Festwiese Ostragehege, Dresden
Sonntag 20.06.2010

Bands: AC/DC, Volbeat, The New Black

Endlich! DIE Hard-Rocker schlechthin geben sich die Ehre und ich kann nach sage und schreibe 14 Jahren endlich wieder die Kultband der letzten fast 40 Jahre live auf der Bühne erleben.

Dresden scheint nicht wirklich auf einen Event dieser Größenordnung vorbereitet zu sein. Hinweise, die zum Gelände führen oder zum Park & Drive sind Mangelware. So schlängelt man sich irgendwo durch die Straßen und nach einiger Zeit und einigem Glück kommen wir doch wirklich an einem Parkplatz mit Straßenbahn-Anschluss an. Toll, nach den unsäglichen Baustellen und Staus auf der Autobahn wird es auch höchste Zeit. Wenigstens Volbeat möchte ich noch live erleben.

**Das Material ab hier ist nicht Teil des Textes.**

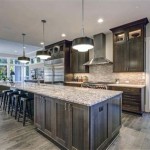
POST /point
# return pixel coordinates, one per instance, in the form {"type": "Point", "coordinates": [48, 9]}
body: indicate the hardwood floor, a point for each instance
{"type": "Point", "coordinates": [13, 136]}
{"type": "Point", "coordinates": [134, 135]}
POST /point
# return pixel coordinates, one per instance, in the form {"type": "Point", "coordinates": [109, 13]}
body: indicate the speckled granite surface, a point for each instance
{"type": "Point", "coordinates": [84, 96]}
{"type": "Point", "coordinates": [128, 85]}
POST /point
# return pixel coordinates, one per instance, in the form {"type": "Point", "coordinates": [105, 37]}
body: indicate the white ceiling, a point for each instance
{"type": "Point", "coordinates": [64, 16]}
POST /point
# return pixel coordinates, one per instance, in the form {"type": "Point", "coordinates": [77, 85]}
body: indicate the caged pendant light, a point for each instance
{"type": "Point", "coordinates": [23, 59]}
{"type": "Point", "coordinates": [82, 44]}
{"type": "Point", "coordinates": [43, 54]}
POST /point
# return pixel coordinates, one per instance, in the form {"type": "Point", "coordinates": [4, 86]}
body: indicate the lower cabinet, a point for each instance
{"type": "Point", "coordinates": [78, 127]}
{"type": "Point", "coordinates": [132, 98]}
{"type": "Point", "coordinates": [39, 111]}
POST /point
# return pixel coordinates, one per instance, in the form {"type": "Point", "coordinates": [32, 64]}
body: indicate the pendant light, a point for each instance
{"type": "Point", "coordinates": [83, 43]}
{"type": "Point", "coordinates": [23, 59]}
{"type": "Point", "coordinates": [43, 54]}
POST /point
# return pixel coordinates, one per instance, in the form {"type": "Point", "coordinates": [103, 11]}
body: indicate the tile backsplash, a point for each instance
{"type": "Point", "coordinates": [105, 73]}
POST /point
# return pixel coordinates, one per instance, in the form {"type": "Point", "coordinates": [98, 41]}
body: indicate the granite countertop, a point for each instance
{"type": "Point", "coordinates": [127, 85]}
{"type": "Point", "coordinates": [73, 82]}
{"type": "Point", "coordinates": [83, 96]}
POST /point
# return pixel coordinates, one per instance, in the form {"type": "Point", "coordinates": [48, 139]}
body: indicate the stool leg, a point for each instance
{"type": "Point", "coordinates": [24, 112]}
{"type": "Point", "coordinates": [16, 106]}
{"type": "Point", "coordinates": [4, 101]}
{"type": "Point", "coordinates": [1, 101]}
{"type": "Point", "coordinates": [9, 103]}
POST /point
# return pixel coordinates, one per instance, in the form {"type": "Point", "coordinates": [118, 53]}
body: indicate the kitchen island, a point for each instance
{"type": "Point", "coordinates": [76, 118]}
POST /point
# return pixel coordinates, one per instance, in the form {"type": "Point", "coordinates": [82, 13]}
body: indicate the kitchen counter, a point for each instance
{"type": "Point", "coordinates": [84, 96]}
{"type": "Point", "coordinates": [74, 117]}
{"type": "Point", "coordinates": [128, 85]}
{"type": "Point", "coordinates": [73, 82]}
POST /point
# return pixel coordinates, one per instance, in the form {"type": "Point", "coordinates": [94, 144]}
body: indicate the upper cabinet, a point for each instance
{"type": "Point", "coordinates": [129, 47]}
{"type": "Point", "coordinates": [77, 61]}
{"type": "Point", "coordinates": [59, 50]}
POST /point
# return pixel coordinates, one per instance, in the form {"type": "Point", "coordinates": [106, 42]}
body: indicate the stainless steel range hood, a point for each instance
{"type": "Point", "coordinates": [99, 51]}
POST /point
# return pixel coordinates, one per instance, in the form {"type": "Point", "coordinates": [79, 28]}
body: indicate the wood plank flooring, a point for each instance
{"type": "Point", "coordinates": [134, 135]}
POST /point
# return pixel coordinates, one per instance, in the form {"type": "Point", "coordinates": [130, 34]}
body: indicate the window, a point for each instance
{"type": "Point", "coordinates": [3, 72]}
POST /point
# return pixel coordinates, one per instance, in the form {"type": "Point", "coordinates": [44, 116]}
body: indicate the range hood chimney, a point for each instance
{"type": "Point", "coordinates": [99, 51]}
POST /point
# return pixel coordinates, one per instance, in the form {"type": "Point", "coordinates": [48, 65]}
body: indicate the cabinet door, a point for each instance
{"type": "Point", "coordinates": [99, 125]}
{"type": "Point", "coordinates": [80, 127]}
{"type": "Point", "coordinates": [136, 49]}
{"type": "Point", "coordinates": [83, 58]}
{"type": "Point", "coordinates": [49, 116]}
{"type": "Point", "coordinates": [120, 61]}
{"type": "Point", "coordinates": [61, 124]}
{"type": "Point", "coordinates": [114, 115]}
{"type": "Point", "coordinates": [39, 111]}
{"type": "Point", "coordinates": [77, 61]}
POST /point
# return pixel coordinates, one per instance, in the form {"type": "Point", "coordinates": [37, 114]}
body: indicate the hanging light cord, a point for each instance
{"type": "Point", "coordinates": [83, 18]}
{"type": "Point", "coordinates": [44, 21]}
{"type": "Point", "coordinates": [23, 35]}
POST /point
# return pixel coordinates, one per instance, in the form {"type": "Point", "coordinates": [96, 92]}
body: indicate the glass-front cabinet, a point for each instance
{"type": "Point", "coordinates": [129, 47]}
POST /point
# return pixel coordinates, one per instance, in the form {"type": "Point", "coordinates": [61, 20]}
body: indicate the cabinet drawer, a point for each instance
{"type": "Point", "coordinates": [131, 97]}
{"type": "Point", "coordinates": [131, 108]}
{"type": "Point", "coordinates": [126, 89]}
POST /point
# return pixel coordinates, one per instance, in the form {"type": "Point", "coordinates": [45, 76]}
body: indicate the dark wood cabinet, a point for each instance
{"type": "Point", "coordinates": [48, 116]}
{"type": "Point", "coordinates": [129, 47]}
{"type": "Point", "coordinates": [132, 99]}
{"type": "Point", "coordinates": [77, 61]}
{"type": "Point", "coordinates": [39, 111]}
{"type": "Point", "coordinates": [78, 127]}
{"type": "Point", "coordinates": [119, 57]}
{"type": "Point", "coordinates": [100, 123]}
{"type": "Point", "coordinates": [61, 49]}
{"type": "Point", "coordinates": [61, 124]}
{"type": "Point", "coordinates": [114, 115]}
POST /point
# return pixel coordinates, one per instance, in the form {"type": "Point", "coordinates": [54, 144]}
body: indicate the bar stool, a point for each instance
{"type": "Point", "coordinates": [4, 98]}
{"type": "Point", "coordinates": [16, 102]}
{"type": "Point", "coordinates": [1, 98]}
{"type": "Point", "coordinates": [25, 108]}
{"type": "Point", "coordinates": [9, 98]}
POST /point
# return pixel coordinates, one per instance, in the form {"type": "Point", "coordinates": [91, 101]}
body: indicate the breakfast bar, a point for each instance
{"type": "Point", "coordinates": [76, 118]}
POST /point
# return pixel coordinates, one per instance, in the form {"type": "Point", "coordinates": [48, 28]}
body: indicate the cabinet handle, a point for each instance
{"type": "Point", "coordinates": [100, 109]}
{"type": "Point", "coordinates": [69, 107]}
{"type": "Point", "coordinates": [65, 106]}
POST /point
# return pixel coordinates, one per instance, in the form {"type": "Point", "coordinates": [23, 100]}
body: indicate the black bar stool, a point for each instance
{"type": "Point", "coordinates": [9, 98]}
{"type": "Point", "coordinates": [25, 109]}
{"type": "Point", "coordinates": [4, 98]}
{"type": "Point", "coordinates": [16, 102]}
{"type": "Point", "coordinates": [1, 98]}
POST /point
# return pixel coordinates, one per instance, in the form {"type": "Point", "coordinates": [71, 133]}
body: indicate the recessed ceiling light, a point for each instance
{"type": "Point", "coordinates": [63, 35]}
{"type": "Point", "coordinates": [100, 20]}
{"type": "Point", "coordinates": [42, 43]}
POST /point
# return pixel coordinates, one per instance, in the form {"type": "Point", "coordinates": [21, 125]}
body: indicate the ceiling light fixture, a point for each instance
{"type": "Point", "coordinates": [63, 35]}
{"type": "Point", "coordinates": [23, 59]}
{"type": "Point", "coordinates": [100, 20]}
{"type": "Point", "coordinates": [83, 43]}
{"type": "Point", "coordinates": [43, 54]}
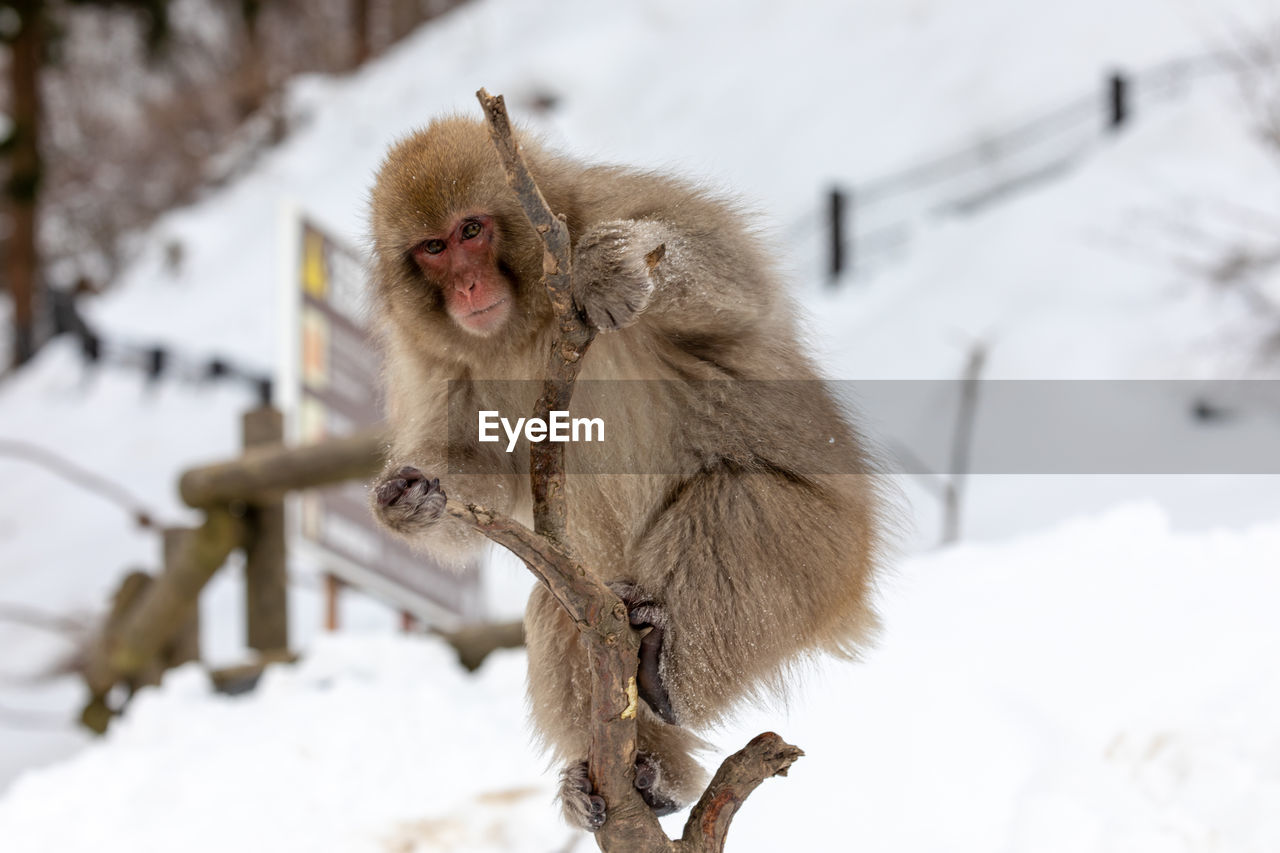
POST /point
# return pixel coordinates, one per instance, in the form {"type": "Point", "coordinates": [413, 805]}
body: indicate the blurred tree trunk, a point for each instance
{"type": "Point", "coordinates": [360, 27]}
{"type": "Point", "coordinates": [24, 172]}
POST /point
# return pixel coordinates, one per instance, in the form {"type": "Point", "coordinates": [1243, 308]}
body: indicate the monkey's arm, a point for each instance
{"type": "Point", "coordinates": [684, 277]}
{"type": "Point", "coordinates": [406, 497]}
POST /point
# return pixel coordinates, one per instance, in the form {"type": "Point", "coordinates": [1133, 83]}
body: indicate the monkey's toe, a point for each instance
{"type": "Point", "coordinates": [581, 806]}
{"type": "Point", "coordinates": [407, 498]}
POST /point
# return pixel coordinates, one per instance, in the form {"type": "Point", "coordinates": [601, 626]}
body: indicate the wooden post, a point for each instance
{"type": "Point", "coordinates": [332, 589]}
{"type": "Point", "coordinates": [265, 573]}
{"type": "Point", "coordinates": [184, 646]}
{"type": "Point", "coordinates": [836, 214]}
{"type": "Point", "coordinates": [1118, 100]}
{"type": "Point", "coordinates": [22, 188]}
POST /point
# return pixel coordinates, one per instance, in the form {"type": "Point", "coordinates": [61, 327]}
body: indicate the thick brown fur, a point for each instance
{"type": "Point", "coordinates": [708, 498]}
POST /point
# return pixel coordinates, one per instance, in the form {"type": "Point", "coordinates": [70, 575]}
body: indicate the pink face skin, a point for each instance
{"type": "Point", "coordinates": [476, 295]}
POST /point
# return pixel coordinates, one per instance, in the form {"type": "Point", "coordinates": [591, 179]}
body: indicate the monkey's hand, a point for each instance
{"type": "Point", "coordinates": [612, 272]}
{"type": "Point", "coordinates": [406, 501]}
{"type": "Point", "coordinates": [645, 612]}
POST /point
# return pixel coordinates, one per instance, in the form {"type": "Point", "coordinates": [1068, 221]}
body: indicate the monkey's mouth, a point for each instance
{"type": "Point", "coordinates": [487, 309]}
{"type": "Point", "coordinates": [485, 320]}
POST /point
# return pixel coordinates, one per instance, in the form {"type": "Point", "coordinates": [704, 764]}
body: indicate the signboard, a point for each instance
{"type": "Point", "coordinates": [329, 381]}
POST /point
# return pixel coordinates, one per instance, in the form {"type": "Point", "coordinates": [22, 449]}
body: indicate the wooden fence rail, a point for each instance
{"type": "Point", "coordinates": [154, 621]}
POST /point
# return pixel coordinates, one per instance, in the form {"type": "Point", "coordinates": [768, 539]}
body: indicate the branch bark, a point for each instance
{"type": "Point", "coordinates": [612, 644]}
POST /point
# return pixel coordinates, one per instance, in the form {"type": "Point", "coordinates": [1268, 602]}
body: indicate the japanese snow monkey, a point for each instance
{"type": "Point", "coordinates": [734, 509]}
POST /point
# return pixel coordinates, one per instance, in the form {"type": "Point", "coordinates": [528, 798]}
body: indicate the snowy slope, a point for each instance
{"type": "Point", "coordinates": [1091, 276]}
{"type": "Point", "coordinates": [1072, 690]}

Nach 10 Stationen taucht endlich die alte im orientalischen Stil erbaute Tabakfabrik Yenidze auf. Dahinter muss das Gelände sein. Nach einem Fußweg von ca.20 Minuten kommen wir dann auf der Festwiese an. Von Fern hören wir auf dem Weg noch ein paar Takte von Volbeat. Nun wird auch klar, warum wir ohne große Wartezeit durch die Einlasskontrolle gekommen sind. Von den an diesem Abend anwesenden ca. 72.000 Zuschauer verteilen sich bereits zu 95 % auf und vor dem Gelände. Menschen, soweit das Auge reicht. Wow! Die Bühne ist ja noch relativ weit weg und ein Durchkommen scheint fast unmöglich. Allerdings haben wir uns mit Bekannten verabredet und die stehen im vorderen Drittel des Geländes. Also Durchkämpfen ist angesagt, was uns auch relativ problemlos gelang. Überall sah man Accessoires wie Krawatten, T-Shirts, Schals oder Blinkhörnchen. Vielfach wurde im Verlauf des Konzerts die Luftgitarre ausgepackt.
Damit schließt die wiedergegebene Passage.